Das Interessante: Historiker sind sich einig, dass diese Genoveva nie existierte, und auch ein Siegfried von Brabant nicht nachzuweisen ist. Niedergeschrieben worden sei die Legende von einem Laacher Mönch im 15. Jahrhundert. Und trotzdem: Genoveva wird als Heilige über Jahrhunderte von der Bevölkerung verehrt. Es gibt Wallfahrten nach Fraukirch, und es wird ein reger Ablasshandel betrieben.

Zur Wallfahrt kam die Kirmes hinzu; in der Koblenzer Volkszeitung von 1925 wird von der Alt-Fraukircher-Kirmes berichtet, dass um das Gerichtshaus und die Kirche herum ein reges Kirmesleben brandet. Es heißt „Das Volk aus allen 13 Dörfern der Pellenz und darüber hinaus noch vom Maifeld und aus der Voreifel, vom Rhein und von der Mosel, ist zusammengeströmt und drängt und schiebt sich scherzend und lachend über den Platz. Bude reiht sich an Bude. Hier gibt’s beim Bäcker allerhand leckeres Backwerk, besonders Lebkuchen: Siegfried und Genoveva stellen die Formen dar, auch ihr kleiner Sohn Schmerzensreich ist in Lebkuchen gebacken. Auch der böse Golo. Den kaufen die Kinder am liebsten und beißen ihm in ehrlicher Entrüstung erst den Kopf ab, dann zerreißen sie ihm Arme und Beine. So muß er immer wieder sterben, wenn auch nur als Lebkuchenmann.“

Was den 1664 erbauten Altar noch ganz besonders macht ist, dass die ganze Szenerie eine Bildhauerarbeit aus Tuffstein ist, eine prächtige, plastische Darstellung mit ausgeprägter Ornamentik. Der Tuffstein bedingt aufgrund seiner Struktur die gröberen Formen und auch die pastelligen Farben, die entstehen, weil auf einem leicht gräulichen, saugfähigen Untergrund gemalt wird. Auf der Rückseite des Altars sind die Tuffsteine, aus denen er zusammengesetzt ist, gut zu sehen.

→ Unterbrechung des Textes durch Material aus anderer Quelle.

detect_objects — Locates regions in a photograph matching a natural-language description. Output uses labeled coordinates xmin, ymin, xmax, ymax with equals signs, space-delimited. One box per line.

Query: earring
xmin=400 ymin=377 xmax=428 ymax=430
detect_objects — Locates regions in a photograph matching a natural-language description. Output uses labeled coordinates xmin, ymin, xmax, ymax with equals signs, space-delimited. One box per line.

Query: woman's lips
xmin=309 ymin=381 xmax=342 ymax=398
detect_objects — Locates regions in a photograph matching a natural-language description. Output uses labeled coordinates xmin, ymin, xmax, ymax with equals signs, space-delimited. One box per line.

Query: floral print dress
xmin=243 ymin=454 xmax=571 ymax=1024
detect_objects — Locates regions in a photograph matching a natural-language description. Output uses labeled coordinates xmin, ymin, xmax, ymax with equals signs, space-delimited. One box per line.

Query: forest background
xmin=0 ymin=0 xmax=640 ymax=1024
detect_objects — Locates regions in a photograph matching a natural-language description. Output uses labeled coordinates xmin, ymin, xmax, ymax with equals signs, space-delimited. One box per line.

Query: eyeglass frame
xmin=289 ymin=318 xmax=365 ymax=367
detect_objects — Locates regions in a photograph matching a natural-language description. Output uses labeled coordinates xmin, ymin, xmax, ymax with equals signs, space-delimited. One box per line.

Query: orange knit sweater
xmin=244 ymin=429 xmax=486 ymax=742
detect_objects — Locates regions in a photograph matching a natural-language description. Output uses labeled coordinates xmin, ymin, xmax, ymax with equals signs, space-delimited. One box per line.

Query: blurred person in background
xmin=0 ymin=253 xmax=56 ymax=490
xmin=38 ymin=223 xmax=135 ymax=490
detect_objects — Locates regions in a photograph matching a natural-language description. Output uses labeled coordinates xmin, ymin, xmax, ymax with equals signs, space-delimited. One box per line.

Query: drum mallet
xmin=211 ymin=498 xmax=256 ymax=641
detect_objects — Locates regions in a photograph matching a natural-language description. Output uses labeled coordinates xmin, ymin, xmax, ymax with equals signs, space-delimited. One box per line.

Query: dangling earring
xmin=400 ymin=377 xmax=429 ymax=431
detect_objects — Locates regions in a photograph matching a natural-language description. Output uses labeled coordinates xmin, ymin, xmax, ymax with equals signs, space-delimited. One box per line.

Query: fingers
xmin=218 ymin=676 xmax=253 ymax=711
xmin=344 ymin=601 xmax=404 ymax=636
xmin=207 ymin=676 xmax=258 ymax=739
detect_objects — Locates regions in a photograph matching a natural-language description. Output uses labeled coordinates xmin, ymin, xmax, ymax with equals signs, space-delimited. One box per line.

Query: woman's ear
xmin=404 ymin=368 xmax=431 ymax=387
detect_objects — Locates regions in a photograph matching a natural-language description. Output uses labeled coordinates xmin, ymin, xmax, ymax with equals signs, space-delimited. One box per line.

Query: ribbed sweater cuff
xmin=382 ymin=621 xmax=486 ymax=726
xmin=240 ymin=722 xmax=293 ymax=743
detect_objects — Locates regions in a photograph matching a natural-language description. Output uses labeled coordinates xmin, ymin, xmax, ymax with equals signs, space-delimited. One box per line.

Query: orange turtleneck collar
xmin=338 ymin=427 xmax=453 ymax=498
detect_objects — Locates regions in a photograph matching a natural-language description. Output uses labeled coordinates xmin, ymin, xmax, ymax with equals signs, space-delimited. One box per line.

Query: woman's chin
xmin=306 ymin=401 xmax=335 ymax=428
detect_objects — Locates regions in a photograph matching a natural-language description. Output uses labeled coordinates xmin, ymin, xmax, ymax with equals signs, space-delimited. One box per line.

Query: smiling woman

Eigentlich war noch eine kurze Rast im Biergarten eingeplant – aber dieser ist nicht geöffnet. Noch ein kurzer Gang um die Kirche; auffallend die uralten Grabkreuze, die meisten mit Datum um das Jahr 1660.

Wir verlassen die „Fraukirch-Insel“ inmitten der Felder und fahren nach Hause. Ein langer Tag mit vielen Entdeckungen geht zu Ende.